Folk-Songs of the Southern United States. By Josiah H. Combs. Edited and translated by D. K. Wilgus. Austin (University of Texas Press), 1967. Pp. xxvii+254. Appendix, index. $6.oo.

When Josiah Combs published his doctoral dissertation, Folk-Songs  du Midi des Etats-Unis, at the University of Paris in 1925, he placed himself among the first of the American scholars in folklore. The interest in folk music that was begun by Bishop Percy, furthered by Sir Walter Scott, and climaxed by the collection of Francis James Child, had not been strong enough in the 1920o's to make folk music completely acceptable among academicians. Academic respectability was, however, being bestowed on it by Combs' scholarly contemporaries, Cecil Sharp, John Lomax, and Louise Pound. The fact that respectability has been attained is demonstrated by the large number of works on folk music now in circulation and by the University of
Texas and the American Folklore Society's publishing of Combs' dissertation as Folk-Songs of the Southern United States.

Although Folk-Songs can be strongly recommended as a complete and scholarly collection of Appalachian folk music, it is certainly more than a gathering together of songs and variants. Combs' concentration on the relation of the music to the people is what gives the book its extra value. Folk-Songs is a historical and sociological study of a fairly homogenous group of people and of the music of their past and present.

"Southern United States" in the title of the book might be misleading to some readers; it was to me. When I first noticed the title I thought that the area under discussion was the Deep South. It is not. Combs' area-and it is the land of his own birth-is bordered by the Appalachian Range on the west and the Blue Ridge Mountains on the east. The people are from English stock who moved into these mountains in the eighteenth century. The language of these "Southern Highlanders," Combs' own designation, is the language of the seventeenth and eighteenth centuries. The people that migrated to the Highlands were the offspring of the dispossessed, the indentured servants, and the convicts who were flushed out of England during that time. They
found a place in the Highlands where nobody bothered them because nobody wanted what little they had. Josiah Combs was a part of these people and he writes about them and their musical culture interestingly and with understanding.

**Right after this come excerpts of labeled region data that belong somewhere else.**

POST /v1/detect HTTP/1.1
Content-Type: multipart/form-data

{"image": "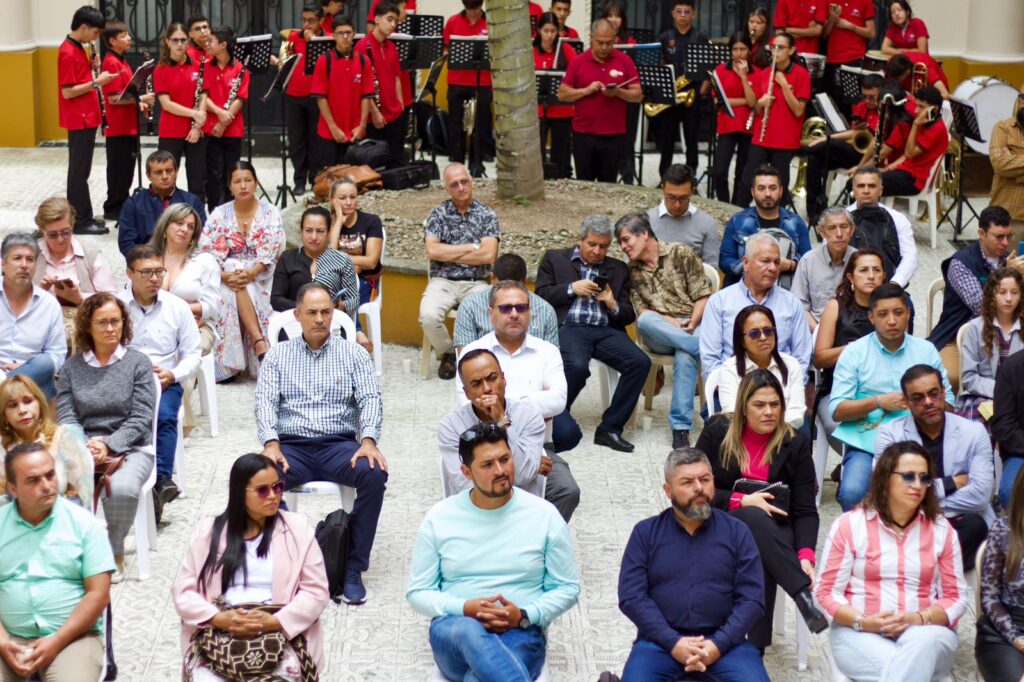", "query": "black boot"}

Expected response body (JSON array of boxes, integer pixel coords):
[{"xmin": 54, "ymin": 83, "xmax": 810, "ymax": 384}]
[{"xmin": 793, "ymin": 589, "xmax": 828, "ymax": 635}]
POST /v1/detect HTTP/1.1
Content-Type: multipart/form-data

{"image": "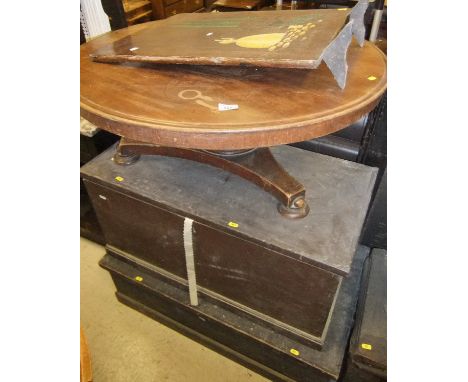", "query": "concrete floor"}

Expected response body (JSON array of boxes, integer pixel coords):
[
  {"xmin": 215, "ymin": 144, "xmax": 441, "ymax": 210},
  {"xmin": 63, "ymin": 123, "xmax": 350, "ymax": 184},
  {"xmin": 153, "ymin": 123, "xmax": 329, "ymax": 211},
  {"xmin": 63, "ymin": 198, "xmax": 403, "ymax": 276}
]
[{"xmin": 81, "ymin": 238, "xmax": 267, "ymax": 382}]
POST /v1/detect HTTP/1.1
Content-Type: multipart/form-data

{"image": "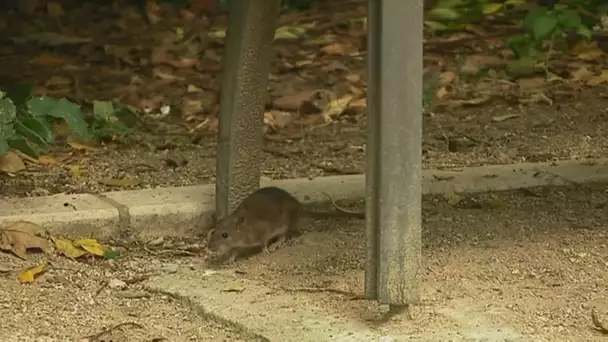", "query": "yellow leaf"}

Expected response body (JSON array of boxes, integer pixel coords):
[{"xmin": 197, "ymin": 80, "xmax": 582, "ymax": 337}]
[
  {"xmin": 70, "ymin": 165, "xmax": 82, "ymax": 178},
  {"xmin": 68, "ymin": 139, "xmax": 99, "ymax": 151},
  {"xmin": 483, "ymin": 2, "xmax": 503, "ymax": 15},
  {"xmin": 323, "ymin": 95, "xmax": 353, "ymax": 122},
  {"xmin": 0, "ymin": 151, "xmax": 25, "ymax": 173},
  {"xmin": 51, "ymin": 237, "xmax": 87, "ymax": 259},
  {"xmin": 74, "ymin": 239, "xmax": 105, "ymax": 256},
  {"xmin": 19, "ymin": 261, "xmax": 47, "ymax": 283},
  {"xmin": 38, "ymin": 156, "xmax": 57, "ymax": 165}
]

Just about everyone who has ever collected folk music has come away saddened that it is on its way out. Pepys, Percy, Scott, Childs, and Sharp felt that what they did not write down would be gone in a very few years. Combs was convinced of this in 1925, and I wish I knew enough about the man to know his reaction to Vance Randolph's three-volume Ozark Folksongs in 1947-1949. I hope he was pleased to  find that there were still places where singing for the pleasure of one's friends and one's self continued. Josiah Combs' finale was romantically nostalgic but unnecessarily pessimistic as he viewed the social and
artistic leveling brought about by the mass media of the 1920's: "For the damsel with the 'dulcimore' is retreating before the boy with the banjo, and the second phase, perhaps the last one, of traditional balladry is beginning to close its account among the English-speaking peoples."